Hi Matthew,
Walmarts destroy local Ma and Pa stores, but that is not necessarily rural America or is it since AFAIK, Grain stores, the huge trans-national grain companies control the seeds for many years, not Walmart, John Deer and other companies sell the tractors and so forth.
Mills in Massachusetts and the Steel places in Pittsburgh that are closed down, not, TTBOMK, the small farm.
For sure, the General Store, where one can get food and brooms and change checks etc probably do close down, but that is not what's shown with the silo, or is it meant to represent that?
The grain silo also reminded me of the missile silos except those things are below ground.
To the picture:
Matthew Desmond said:
ya I shot at a 28 focal length... would the image still work if I cropped it so that the top half of the silo cut off?
I didn't mention cropping.
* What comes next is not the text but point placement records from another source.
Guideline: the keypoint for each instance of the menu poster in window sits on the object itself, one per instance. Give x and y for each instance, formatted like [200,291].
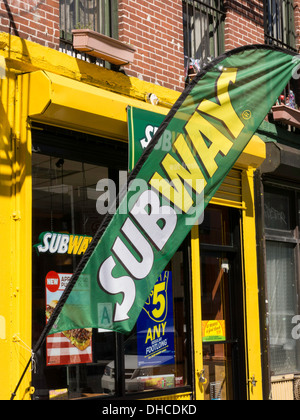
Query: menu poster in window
[155,325]
[69,347]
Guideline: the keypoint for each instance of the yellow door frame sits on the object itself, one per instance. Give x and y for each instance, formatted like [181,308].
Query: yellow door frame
[251,298]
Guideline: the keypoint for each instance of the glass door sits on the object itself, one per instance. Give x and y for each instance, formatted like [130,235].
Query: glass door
[223,375]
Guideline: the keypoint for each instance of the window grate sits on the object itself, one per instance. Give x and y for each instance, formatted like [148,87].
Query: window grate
[204,23]
[279,24]
[99,15]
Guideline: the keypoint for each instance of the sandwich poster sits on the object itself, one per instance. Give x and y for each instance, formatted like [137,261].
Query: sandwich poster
[155,326]
[68,347]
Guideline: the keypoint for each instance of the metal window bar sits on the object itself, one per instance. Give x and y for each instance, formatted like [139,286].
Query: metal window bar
[279,24]
[203,30]
[98,15]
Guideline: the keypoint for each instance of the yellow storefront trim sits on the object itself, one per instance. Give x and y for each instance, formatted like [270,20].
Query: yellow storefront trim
[66,103]
[187,396]
[251,292]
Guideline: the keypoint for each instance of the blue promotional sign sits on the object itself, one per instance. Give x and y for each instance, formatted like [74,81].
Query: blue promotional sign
[155,326]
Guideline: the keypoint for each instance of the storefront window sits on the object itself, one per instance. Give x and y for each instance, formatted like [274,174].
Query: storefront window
[282,292]
[95,362]
[277,210]
[282,247]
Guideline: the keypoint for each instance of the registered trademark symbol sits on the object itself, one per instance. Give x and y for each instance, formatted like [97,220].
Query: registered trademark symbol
[246,115]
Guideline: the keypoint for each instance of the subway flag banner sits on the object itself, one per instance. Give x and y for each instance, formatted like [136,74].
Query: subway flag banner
[210,125]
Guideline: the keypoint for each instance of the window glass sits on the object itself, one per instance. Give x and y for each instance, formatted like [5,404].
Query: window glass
[83,363]
[215,229]
[71,364]
[277,210]
[282,303]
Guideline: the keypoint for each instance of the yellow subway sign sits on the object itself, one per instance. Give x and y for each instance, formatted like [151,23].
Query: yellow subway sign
[62,243]
[208,129]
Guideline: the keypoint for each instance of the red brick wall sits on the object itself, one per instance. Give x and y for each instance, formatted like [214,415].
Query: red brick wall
[244,23]
[155,29]
[36,20]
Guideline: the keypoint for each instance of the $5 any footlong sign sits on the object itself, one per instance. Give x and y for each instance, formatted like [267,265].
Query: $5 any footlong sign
[211,124]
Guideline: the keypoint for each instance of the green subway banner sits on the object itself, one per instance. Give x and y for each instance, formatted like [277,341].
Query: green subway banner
[169,188]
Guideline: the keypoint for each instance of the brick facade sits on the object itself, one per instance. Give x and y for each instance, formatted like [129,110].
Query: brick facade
[35,20]
[155,28]
[244,23]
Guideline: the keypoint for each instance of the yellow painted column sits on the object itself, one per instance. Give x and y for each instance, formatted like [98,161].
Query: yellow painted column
[6,235]
[197,312]
[251,298]
[15,244]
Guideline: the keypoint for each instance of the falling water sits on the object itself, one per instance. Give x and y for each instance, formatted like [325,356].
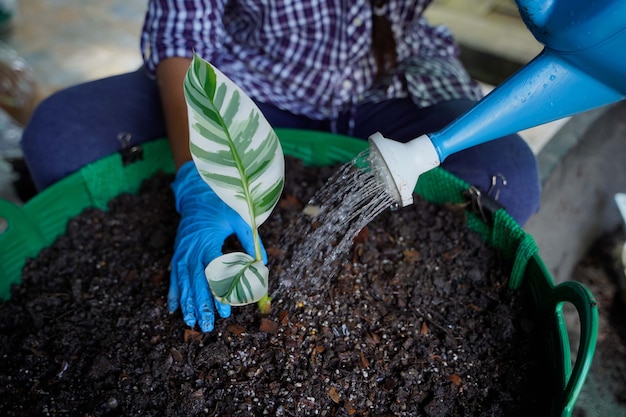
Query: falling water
[349,200]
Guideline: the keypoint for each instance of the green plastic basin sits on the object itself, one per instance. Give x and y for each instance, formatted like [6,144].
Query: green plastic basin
[36,224]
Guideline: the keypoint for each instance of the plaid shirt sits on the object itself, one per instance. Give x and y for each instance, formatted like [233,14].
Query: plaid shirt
[309,57]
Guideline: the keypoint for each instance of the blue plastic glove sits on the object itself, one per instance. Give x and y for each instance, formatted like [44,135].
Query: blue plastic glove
[206,221]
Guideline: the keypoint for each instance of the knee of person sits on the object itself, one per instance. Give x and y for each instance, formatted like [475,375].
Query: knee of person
[41,123]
Rather I wanted to know if you took more pictures of the landscape. I asked that since it is an interesting area to me. I have never seen a silo of that shape. Is it isolated? What structures are there nearby? Are they in working state or rusty and in ruins?
I thought perhaps you had more of this fascinating area to share.
I do like the subject. Most important in an image is whether or not it engages. Here, the answer is yes. The huge thing cannot be ignored and the little store in the b.g. is a massive store, in reality, an irony.
I do wonder about the decision to frame with little sky. Where there objects you sought to exclude? Or was this your artisitc design to crop close.
One might choose to gain some frame of reference by adding sky above and landscape and a horizon.
This might bring out more clearly the clash of the two. The small town economies supporting and being ravaged by Walmart and each being inversely proportional in power to their physical side in the picture as you already have shown, but in a large context.
Thanks for taking me to somewhere new!